Forty-five Boulderites were tattooed on Saturday. Despite the constant flow of people waiting for tattoos in Claw and Talon that weekend, the artists maintained their excitement. “Their attitudes are amazing. They’re getting the energy of the people,” Pohl said. “They’re juiced on it.”
Stories like this are what make the whole project worth it to Pohl. During the first weekend of tattooing for the project, word of mouth spread as participants began posting photos, blog entries, poems, and Facebook posts as odes to their tattoos and the Boulder Tattoo Project.
“I cried out of joy, because that’s what makes it worth it – when people share their stories. I’m hoping we’ll get more of that,” Pohl said.
Where do you call home?
To participate, project volunteers had to meet certain criteria, including but not limited to: “Consider Boulder home” and “love Boulder,” the latter being the number one motivator for participants.

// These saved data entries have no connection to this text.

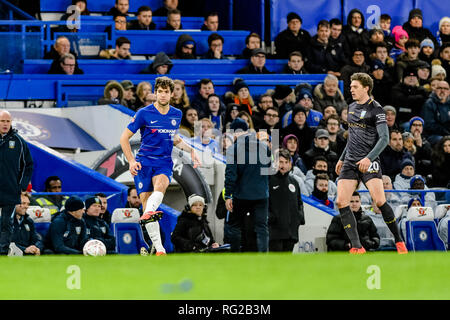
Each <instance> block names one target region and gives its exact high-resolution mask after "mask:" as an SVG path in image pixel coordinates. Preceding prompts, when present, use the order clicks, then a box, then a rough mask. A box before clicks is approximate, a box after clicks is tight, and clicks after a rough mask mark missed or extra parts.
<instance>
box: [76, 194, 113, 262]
mask: <svg viewBox="0 0 450 320" xmlns="http://www.w3.org/2000/svg"><path fill="white" fill-rule="evenodd" d="M84 205H85V207H86V213H85V214H84V216H83V219H84V221H85V222H86V234H87V237H88V238H89V239H97V240H100V241H101V242H103V244H104V245H105V247H106V250H107V252H108V253H116V237H114V235H113V234H112V233H111V230H110V229H109V225H108V224H107V223H106V222H105V221H104V220H103V219H102V218H100V213H101V210H102V201H101V200H100V198H98V197H91V198H87V199H86V201H85V202H84Z"/></svg>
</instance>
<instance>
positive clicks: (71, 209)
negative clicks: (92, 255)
mask: <svg viewBox="0 0 450 320" xmlns="http://www.w3.org/2000/svg"><path fill="white" fill-rule="evenodd" d="M83 213H84V203H83V201H82V200H81V199H80V198H79V197H77V196H73V197H70V198H69V199H67V201H66V204H65V210H63V211H62V212H61V213H60V214H59V215H58V216H57V217H56V218H55V219H54V220H53V221H52V223H51V225H50V229H49V231H48V233H47V237H46V248H48V249H50V250H52V251H53V252H54V253H56V254H82V253H83V247H84V245H85V243H86V242H87V241H88V236H87V233H86V223H85V222H84V220H83Z"/></svg>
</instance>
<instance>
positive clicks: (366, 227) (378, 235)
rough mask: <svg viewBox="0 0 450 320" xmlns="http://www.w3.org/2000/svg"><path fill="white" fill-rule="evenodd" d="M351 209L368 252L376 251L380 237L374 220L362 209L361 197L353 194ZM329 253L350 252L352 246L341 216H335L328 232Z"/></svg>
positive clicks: (331, 222) (364, 246) (357, 228)
mask: <svg viewBox="0 0 450 320" xmlns="http://www.w3.org/2000/svg"><path fill="white" fill-rule="evenodd" d="M350 209H351V210H352V213H353V214H354V215H355V218H356V222H357V229H358V235H359V239H360V241H361V244H362V246H363V247H364V249H366V251H369V250H372V251H374V250H376V249H378V247H379V245H380V236H379V235H378V232H377V227H376V226H375V224H374V223H373V221H372V219H371V218H370V217H369V216H367V215H365V214H364V213H363V212H362V209H361V196H360V195H359V193H358V192H357V191H355V192H353V195H352V198H351V200H350ZM327 246H328V251H348V250H349V249H350V248H351V247H352V245H351V243H350V239H349V238H348V236H347V233H346V232H345V230H344V226H343V224H342V221H341V215H340V214H338V215H337V216H334V217H333V219H332V220H331V223H330V226H329V227H328V230H327Z"/></svg>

“We were told Boulder is a very transient town,” said Kremena Todorova, one of the founding artists of the original Lexington Tattoo Project. Todorova said that although she and Kurt Gohde, her partner in the Lexington Tattoo Project, were primed to feel this way before visiting Boulder, they also spoke to many project participants who are Boulder transplants.
“It gets harder to stay here as you get older, because you have more responsibilities,” said Pohl.
“I have settled here, and it’s like a settling. It’s a work in progress and it’s a challenge to leave my hometown and to drive my stake here and hope it stays. I definitely feel like it’s my home, though.”